Pre-Exit Or Pre-Listing
- Strengthen independence, committee leadership and financial reporting oversight.
- Ensure your board and management have aligned incentives and clear succession plans.
- Review D&O insurance, your Deed of Access and Indemnity, and board evaluation outcomes to close any governance gaps.
Practical Governance Tips For Executives And NEDs
Whether you sit on the board as an executive or a non-executive, a few practical steps will set you up for success.
Work From Clear Rules
- Make sure your Company Constitution is up to date and supports your governance model (board size, rotation, appointment powers, execution).
- Adopt board and committee charters that set expectations and information flows.
- Use standard approvals and a Directors Resolution Template to keep decisions moving and well documented.
Manage Conflicts And Information
- Keep a live conflicts register and apply your Conflict of Interest Policy consistently.
- Ensure board papers are timely, balanced and candid so NEDs can exercise real oversight.
- Record the rationale for key decisions and link to the principles in the business judgment rule.
Clarify Remuneration And Protections
- Set NED fees transparently and review them periodically; structure executive pay to support long-term value.
- Put D&O insurance and a Deed of Access and Indemnity in place before appointments.

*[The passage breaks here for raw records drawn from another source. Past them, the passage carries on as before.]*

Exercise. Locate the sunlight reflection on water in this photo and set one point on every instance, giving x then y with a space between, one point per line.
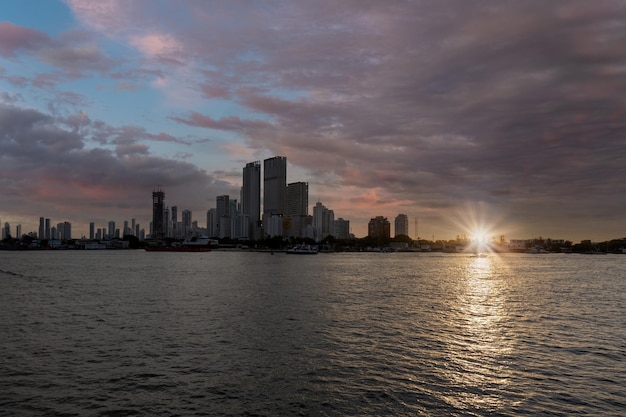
478 353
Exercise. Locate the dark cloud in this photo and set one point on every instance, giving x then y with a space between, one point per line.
47 170
517 106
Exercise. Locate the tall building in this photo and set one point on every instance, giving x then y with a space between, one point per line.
47 234
251 201
401 224
111 232
379 227
211 222
174 215
323 221
223 206
342 229
158 214
297 209
274 191
186 223
64 230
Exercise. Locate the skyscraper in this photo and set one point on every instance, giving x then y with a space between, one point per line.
342 228
297 208
158 214
222 204
251 200
323 221
187 229
379 227
401 224
174 214
274 190
47 230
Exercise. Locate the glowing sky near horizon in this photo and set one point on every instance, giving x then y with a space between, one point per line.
507 113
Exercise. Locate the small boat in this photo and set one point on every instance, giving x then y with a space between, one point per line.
303 250
200 244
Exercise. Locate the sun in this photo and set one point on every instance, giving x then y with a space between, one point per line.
480 236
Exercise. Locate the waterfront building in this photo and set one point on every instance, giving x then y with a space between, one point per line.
158 214
323 221
174 216
211 222
274 190
223 207
111 233
379 227
186 224
47 234
251 201
297 211
342 229
401 224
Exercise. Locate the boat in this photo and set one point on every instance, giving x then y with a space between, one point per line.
200 244
303 250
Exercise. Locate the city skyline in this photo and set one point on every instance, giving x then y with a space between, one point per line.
504 117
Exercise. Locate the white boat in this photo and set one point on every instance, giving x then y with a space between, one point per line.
303 250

- Align shareholder expectations with a well-drafted Shareholders Agreement so board composition and voting rights are clear.
Invest In Board Capability
- Run induction sessions for new directors so they understand the business, key risks and stakeholders.
- Schedule regular board and committee evaluations to lift performance over time.
- Encourage continuous learning on governance, risk and regulatory developments.
Key Takeaways
- Executive directors manage the business day to day; non-executive directors provide independent oversight and challenge-but both owe the same legal duties under Australian law.
- Strong governance comes from a clear split between oversight and execution, supported by good information, active committees and robust processes.
- Independence and conflict management are crucial. Use policies, disclosures and minutes to handle conflicts properly and protect decision quality.
- Board mechanics matter: align your constitution, delegations, and document execution processes so approvals are clear and compliant.
- Protect directors with D&O insurance and a Deed of Access and Indemnity, and structure remuneration (including director fees) transparently.
- Your ideal mix of executives and NEDs will change as you grow-plan ahead with the right appointments, charters and a Shareholders Agreement.